Anyway, a lot of these claims are bogus--probably all of them. And the fusion of the avant-garde of the past with the technology of the present doesn't contribute anything new, though it does, as Goldsmith says, "expand" the field. But how much more expansion can anyone take? Hasn't the last year shown anyone paying attention that globalism and expansion are over? Dead? Done? No doubt there will be new metaphors to describe how we are being fucked over by powerful systems (see Matthew Taiibi's recent article on Goldman Sachs in
Rolling Stone for recent examples), but expansion won't be one of them. All Goldsmith seems to be saying here is that poetry will continue doing what it's been doing but we'll get digital and google up information and write blogs. Well, uh, no kidding? Just like everyone else.

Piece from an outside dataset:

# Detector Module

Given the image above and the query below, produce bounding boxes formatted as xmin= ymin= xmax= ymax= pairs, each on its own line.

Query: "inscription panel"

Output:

Until F-ConPo can articulate something that distinguishes what it does from others, I wonder who would possibly listen? At best, such efforts create a distracting show, while at worst, they eat up a lot of bandwidth and natural resources in order to promote a group of people who don't really seem to care about poetry, but about the social atmosphere and its manipulations--the market. A market based on an old model of globalization. Anyway, it's cute that
Poetry Magazine let the unicorns enter the current issue. It's all simulacra now, of course--words pretending to be poems written by poets who pretend to be savvy about digital contexts for their compositions while ignoring ongoing conversations in other fields that might actually help define useful terms and strategies for poetry. Like so much in America, F-ConPo is an invention of a market for people looking for an easy tonic. The marketing plan is semi-genius, and has been successful, particularly as so many grad students get their rocks off on F-ConPo. Anyhoo, it's interesting to watch the
anxiety level over Slow Poetry among the F-ConPo folk, and I wonder what this anxiousness says about their "projects," particularly as they seem to have little to say about poems.
*Indeed, I find it odd that F-ConPo actually amounts to just another expressivist program of writing, albeit sifted through machines a little. It's like they're into self-expression, but they want others to do the expressing for them in an ultimately narcissistic gesture on the order of hey, everyone, look at me!